1 1/4 lb fresh or frozen sea scallops
1 cup water
1 lb asparagus spears, trimmed
2 medium lemons
1/2 tsp ground pepper
1/4 tsp salt
1 Tbsp extra virgin olive oil
3 Tbsp vegetable oil spread
1 Tbsp chopped fresh tarragon or 1 tsp dried tarragon
1. Thaw scallops, if frozen; set aside. Bring water to boil in a large nonstick skillet over medium-high heat, add the asparagus, return to a boil, reduce heat, cover and simmer 3 to 5 minutes or until tender-crisp. Drain well, place on a serving platter, cover lightly to keep warm.

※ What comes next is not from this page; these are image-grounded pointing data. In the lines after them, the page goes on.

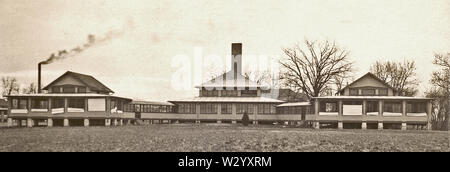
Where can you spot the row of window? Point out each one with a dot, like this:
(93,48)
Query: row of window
(148,108)
(228,93)
(59,103)
(373,106)
(294,110)
(68,89)
(227,108)
(368,92)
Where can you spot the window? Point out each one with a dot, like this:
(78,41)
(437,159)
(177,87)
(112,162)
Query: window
(382,92)
(372,106)
(81,89)
(266,109)
(210,93)
(56,90)
(68,89)
(395,107)
(229,93)
(328,107)
(354,92)
(227,108)
(57,103)
(416,107)
(188,108)
(249,93)
(208,108)
(39,104)
(23,104)
(242,108)
(368,92)
(78,103)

2. Cut one of the lemons in wedges. Finely shred 1 tsp peel from the remaining lemon. Squeeze 2 Tbsp juice from the lemon.
3. Pat scallops dry with paper towels. Sprinkle scallops with pepper and salt.
4. Wipe the skillet dry. Heat oil over medium heat. Working in two batches, cook the scallops for 3 minutes, turn and cook 2 minutes more or until golden brown and just opaque in center. Place the cooked scallops on top of the asparagus and keep warm.
5. Add the vegetale oil spread, lemon peel, 1 Tbsp of the lemon juice, and the tarragon to the skillet. Cook 1 minute to thicken slightly. Add remaining lemon juice, if desired. Drizzle over scallops. Serve with lemon wedges.